TV reporter, cameraman and driver held in connection with Hariri murder coverage

Reporters Without Borders has condemned the continuing detention of New TV reporter Firas Hatoum, cameraman Abdel-Azim Khayat and driver Mohammed Barbar, who were arrested on 19 December 2006 for entering the apartment of a key prosecution witness in the February 2005 murder of former Prime Minister Rafik Hariri. New TV is a satellite news station based in Beirut.

“These three New TV employees pose absolutely no threat and should not have to remain in prison while awaiting the trial,” the press freedom organisation said. “The prosecutor’s reaction is utterly disproportionate and suggests that they are the victims of politically-motivated exploitation of the lack of definition in the legal status of broadcast journalists.”

Reporters Without Borders added: “We appeal to the judicial authorities to regard this case as a press offence and to try it under the press law.
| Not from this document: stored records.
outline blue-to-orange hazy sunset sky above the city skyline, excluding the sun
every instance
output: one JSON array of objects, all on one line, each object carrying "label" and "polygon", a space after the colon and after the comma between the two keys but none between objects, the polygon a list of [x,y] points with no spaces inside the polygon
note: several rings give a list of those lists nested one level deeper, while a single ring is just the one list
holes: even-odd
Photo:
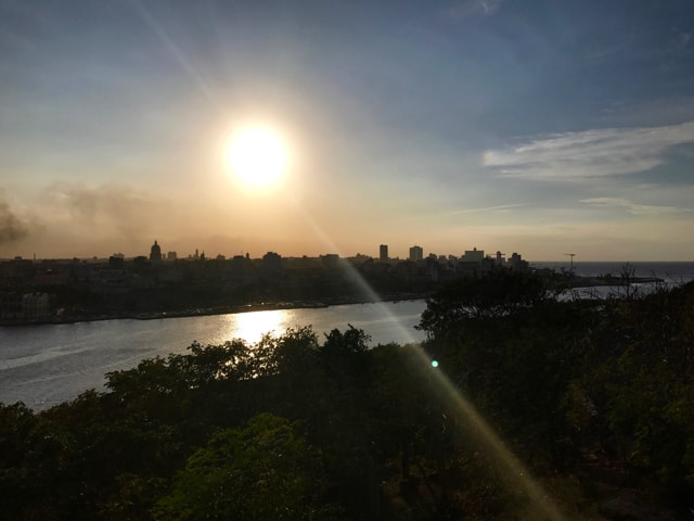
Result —
[{"label": "blue-to-orange hazy sunset sky above the city skyline, excluding the sun", "polygon": [[[0,0],[0,258],[694,260],[689,0]],[[288,164],[250,190],[230,140]]]}]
We also call for the immediate provisional release of the two journalists and their driver, who have already spent more than a week in detention.”

The case stems from a report that Hatoum and Khayat did on Mohammed Zouheir Siddik, a leading witness in the Hariri murder, during which they went to his apartment in the south Beirut district of Khalde on 15 December.

The apartment had already been examined by the International Commission of Inquiry. Evidence had been removed and it has been closed for the past year. Reporters Without Borders has been told there was no sign outside the door saying it was forbidden to enter the apartment.

Hatoum and Khayat received Siddik’s permission to go to his apartment. Their phone conversation was broadcast on New TV. They went with the building’s manager and security guard, who let them enter through a window as they did not have a key. The manager and guard have also been charged as accomplices.

A plain-clothes police officer with the job of keeping the apartment under surveillance watched the two journalists as they filmed it without intervening. It was only after the report was broadcast on 19 December that High Court Prosecutor Said Mirza ordered the arrest of the three New TV employees, the building manager and the security guard.

They have been charged with theft under criminal law, rather than under press law, and face between three and eight years in prison. They are being held in Roumie prison in northeast Beirut.